Under a controlled budget there can be no entitlement to particular services. Instead, the commission must seek to ensure that the most appropriate types of services are funded for individual cases, taking account of priorities and achieving value for taxpayers' money. I would stress to my noble friend Lord Clinton-Davis that there is no question of compelling people to mediate when they do not wish to do so. But if in the commission's judgment a particular type of service is the most appropriate for a particular circumstance, then it should be entitled to fund that service but decline to fund other services.

It is the Government's belief that in many family proceedings mediation is more constructive than adversarial court proceedings. The commission should be entitled to provide help for mediation but not for litigation where it is more likely that mediation will provide the more satisfactory outcome. That is likely in many family proceedings where future co-operation between the parties will clearly be in the interests of the children. Mediation encourages co-operation whereas litigation often serves only to fuel passions and create continuing acrimony. Experience shows that parties to a mediated outcome share a sense of ownership in the outcome which is very often absent in court-imposed solutions.

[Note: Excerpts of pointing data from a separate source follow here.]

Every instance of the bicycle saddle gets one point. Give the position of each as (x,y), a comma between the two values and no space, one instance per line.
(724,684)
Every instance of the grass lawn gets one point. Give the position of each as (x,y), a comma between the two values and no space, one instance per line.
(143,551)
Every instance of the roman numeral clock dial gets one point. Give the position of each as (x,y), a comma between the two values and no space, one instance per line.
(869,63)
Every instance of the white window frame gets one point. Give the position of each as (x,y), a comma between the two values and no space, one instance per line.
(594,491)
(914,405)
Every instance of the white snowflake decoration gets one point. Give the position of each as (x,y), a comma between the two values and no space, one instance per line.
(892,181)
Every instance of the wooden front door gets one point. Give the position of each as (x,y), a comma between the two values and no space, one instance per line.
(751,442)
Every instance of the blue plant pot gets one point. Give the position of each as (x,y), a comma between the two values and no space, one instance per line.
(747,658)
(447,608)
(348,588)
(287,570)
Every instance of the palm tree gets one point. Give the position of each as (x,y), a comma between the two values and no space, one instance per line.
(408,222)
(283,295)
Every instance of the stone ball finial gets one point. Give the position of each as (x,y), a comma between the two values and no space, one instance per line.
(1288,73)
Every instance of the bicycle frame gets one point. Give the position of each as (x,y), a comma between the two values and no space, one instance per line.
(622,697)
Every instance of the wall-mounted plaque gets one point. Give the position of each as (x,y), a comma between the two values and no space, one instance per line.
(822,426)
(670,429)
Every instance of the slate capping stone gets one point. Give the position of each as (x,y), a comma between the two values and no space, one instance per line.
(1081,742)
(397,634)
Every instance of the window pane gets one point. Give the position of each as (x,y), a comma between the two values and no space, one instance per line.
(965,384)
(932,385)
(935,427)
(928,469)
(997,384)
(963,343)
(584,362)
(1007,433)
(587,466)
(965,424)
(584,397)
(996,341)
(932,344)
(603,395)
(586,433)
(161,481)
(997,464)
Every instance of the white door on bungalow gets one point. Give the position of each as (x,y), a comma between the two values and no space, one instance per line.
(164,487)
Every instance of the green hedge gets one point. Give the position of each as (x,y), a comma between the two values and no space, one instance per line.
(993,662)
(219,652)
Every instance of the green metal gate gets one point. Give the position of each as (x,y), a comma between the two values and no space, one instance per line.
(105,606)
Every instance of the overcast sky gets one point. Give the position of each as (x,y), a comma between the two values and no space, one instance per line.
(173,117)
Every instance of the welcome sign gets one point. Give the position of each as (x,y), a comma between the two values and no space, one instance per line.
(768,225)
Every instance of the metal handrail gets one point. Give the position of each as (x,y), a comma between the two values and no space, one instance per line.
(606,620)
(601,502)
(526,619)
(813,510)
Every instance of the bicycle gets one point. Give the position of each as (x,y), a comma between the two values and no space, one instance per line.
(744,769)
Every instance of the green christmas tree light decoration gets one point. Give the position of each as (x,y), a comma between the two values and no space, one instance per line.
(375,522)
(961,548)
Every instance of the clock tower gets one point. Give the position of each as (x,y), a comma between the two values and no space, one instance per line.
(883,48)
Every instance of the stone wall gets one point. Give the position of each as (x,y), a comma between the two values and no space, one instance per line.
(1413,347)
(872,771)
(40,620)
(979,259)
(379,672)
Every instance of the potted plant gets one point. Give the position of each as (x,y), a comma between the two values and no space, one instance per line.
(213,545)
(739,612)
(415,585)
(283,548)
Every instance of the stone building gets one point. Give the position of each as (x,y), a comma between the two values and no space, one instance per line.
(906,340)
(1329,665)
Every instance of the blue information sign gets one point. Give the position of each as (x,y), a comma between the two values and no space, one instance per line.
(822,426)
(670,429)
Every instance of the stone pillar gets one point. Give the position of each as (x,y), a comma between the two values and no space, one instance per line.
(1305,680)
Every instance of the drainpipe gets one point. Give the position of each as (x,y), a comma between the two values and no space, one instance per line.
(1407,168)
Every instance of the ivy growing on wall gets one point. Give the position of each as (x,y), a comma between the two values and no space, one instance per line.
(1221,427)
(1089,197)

It is also a fact that mediation is cheaper than court proceedings. That will, of course, not deter some privately paying clients who would be likely to want their Olympian confrontation in court regardless of the cost and perhaps be likely to be advised by lawyers to proceed in that way. That is their choice. It is their money. However, the money that the commission is spending is the public's money and it therefore has a duty to ensure that the services that it purchases are not only effective but also offer good value for money. It is the Government's belief that for many family proceedings, though not all, mediation services will fulfil both these criteria and therefore the code should reflect that. I therefore invite my noble friend to withdraw his amendment.

11.30 p.m.

Lord Clinton-Davis: My Lords, I listened with interest to my noble and learned friend. I thank him for the care with which he has looked at this issue. I was encouraged by many of the things he said. In those circumstances, I beg leave to withdraw the amendment.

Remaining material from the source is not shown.